Заметно рассвело, на снежный наст легли серые тени. На верху высокого косогора лес поредел, до тракта осталось рукой подать. Валерий перевёл уставшего коня на шаг, когда услышал с запада приближающийся топот копыт. "Неужели патруль красных? Как далеко забрались!" - подумал Валерий, и тут, как на грех, конь его звонко заржал. Схватив винтовку, Валерий соскочил с саней, подбежал к коню, зажал ему храп рукавом, поспешно взвёл курок.
Топот копыт приближался.
- Никак, лошадь заржала? - по-якутски спросил молодой, звонкий голос. - Вы не слыхали?
- Нет… - ответил кто-то по-русски басом.
- Ерёма-то от нас отстал. Наверное, ржёт его конь, - сказал третий.
Стало слышно, как они подошли к развилке дороги.
- А не поехать ли нам по этой дороге? - сказал звонкоголосый якут.
Валерий тихонько приблизил дрожащий палец к собачке. Конь, чуя беду, просунул голову хозяину под мышку и задышал тихо, еле заметно. Валерий осмотрелся: неужели влип? Повернуть назад нельзя, это верная гибель, шутя поймают. Спасение в одном - прорываться вперёд. Если они приблизятся - обстрелять, снять одного-двух, вот по этой прогалине прорваться к тракту - и коня в кнуты!
- Есть какие-нибудь следы? - спросил бас.
Кто-то спрыгнул с коня. Под торбасами заскрипел снег. Скрип приблизился к развилке.
- Новых следов не видать.
- Тогда едем дальше.
Дружный топот копыт стал удаляться на восток. Вскоре туда же прорысил одинокий всадник. Видно, Ерёма, который отстал.
Рукавом дохи Валерий вытер мокрый лоб и заиндевевшие ресницы, несколько раз со всхлипом глубоко вздохнул и, унимая дрожь в пальцах, стал гладить переносье коня, припав лицом к его тёплой плотной шее. Придя в себя наконец, он с руки покормил коня клочком сена и вскоре выбрался на почтовый тракт, стегнул коня вожжами и накатанной дорогой направил его бег на запад.

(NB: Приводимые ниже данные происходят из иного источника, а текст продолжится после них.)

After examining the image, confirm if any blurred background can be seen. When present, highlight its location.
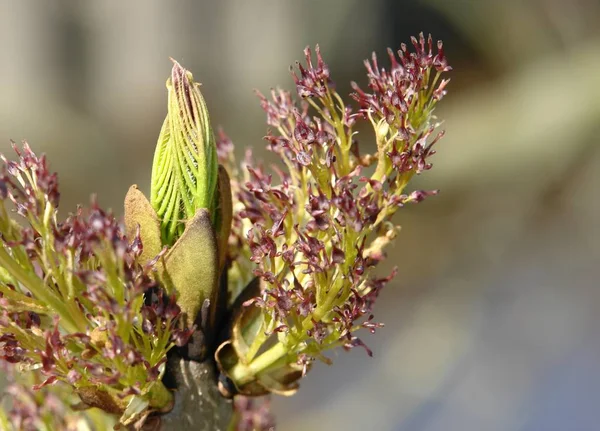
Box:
[0,0,600,431]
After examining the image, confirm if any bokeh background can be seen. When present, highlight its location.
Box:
[0,0,600,431]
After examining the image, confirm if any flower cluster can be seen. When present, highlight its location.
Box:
[0,363,114,431]
[217,34,451,395]
[0,143,190,424]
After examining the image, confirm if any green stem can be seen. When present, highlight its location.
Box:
[229,342,289,386]
[149,382,173,411]
[0,247,85,332]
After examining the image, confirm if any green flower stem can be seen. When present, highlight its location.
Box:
[0,247,85,332]
[149,381,173,410]
[229,342,289,386]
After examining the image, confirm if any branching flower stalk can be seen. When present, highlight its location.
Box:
[217,35,450,394]
[0,34,450,430]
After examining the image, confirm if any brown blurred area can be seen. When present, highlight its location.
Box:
[0,0,600,431]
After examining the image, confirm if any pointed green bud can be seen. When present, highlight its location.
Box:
[150,60,218,245]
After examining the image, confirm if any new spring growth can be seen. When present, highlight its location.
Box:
[150,60,218,245]
[125,60,231,332]
[217,34,450,395]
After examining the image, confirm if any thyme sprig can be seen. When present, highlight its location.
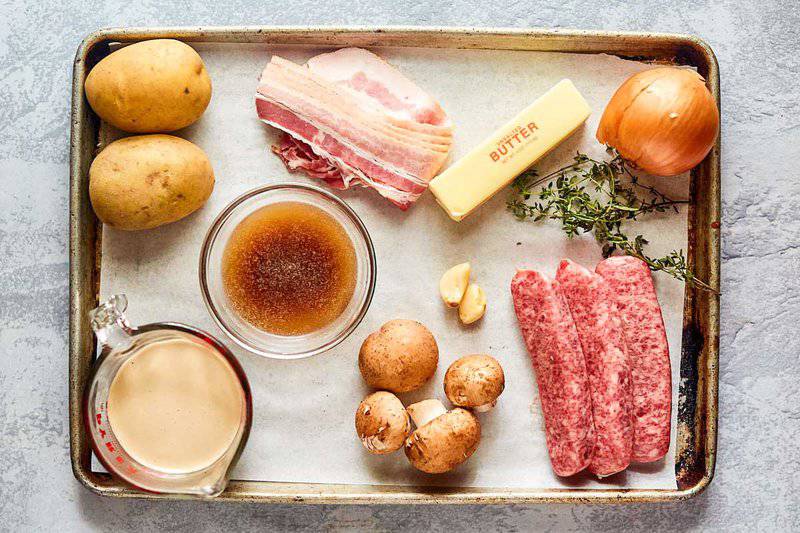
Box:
[508,151,714,292]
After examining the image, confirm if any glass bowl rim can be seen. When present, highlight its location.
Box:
[198,182,377,359]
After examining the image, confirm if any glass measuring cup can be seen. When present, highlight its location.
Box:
[84,295,253,497]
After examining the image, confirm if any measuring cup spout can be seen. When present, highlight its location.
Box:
[89,294,134,350]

Ко времени, когда на востоке из-за леса выкатился огромный красный диск зимнего солнца, Валерий уже успел свернуть на нужную ему боковую дорогу. Следов не было, значит, по этой дороге давно никто не проезжал. Вскоре он резво подкатил к уединённой маленькой , прижавшейся к берегу разбежистой речки. Чем ближе он подъезжал к приземистой одинокой избушке на краю елани, тем больше одолевало сомнение: из печной трубы не вился дымок, на скотном выгоне не было видно животных, всё подворье завалил глубокий снег.
Набросив повод коня на коновязь, Валерий пошёл к избе. В гулкой тишине пустого промёрзшего дома скрип отворяемых дверей оказался неожиданно громким. Валерий огляделся. Судя по всему, люди уехали отсюда в спешке: заготовленных дров было довольно, возле хотона на сеновале стоял початый стожок сена. Старики выехали отсюда среди зимы, как видно опасаясь войны.
Валерий с досады плюнул. Уже две ночи он провёл без сна, глаза слипались, надо было хоть немного вздремнуть, да и конь сильно устал. Среди бела дня в путь трогаться нельзя, волей-неволей придётся переждать тут до вечерних сумерек. Валерий завёл коня за дом, в тень смежного с избой хотона. Распрягать не стал, только ослабил супонь и чересседельник - кто знает, не придётся ли улепётывать, говорят, бережёного бог бережёт.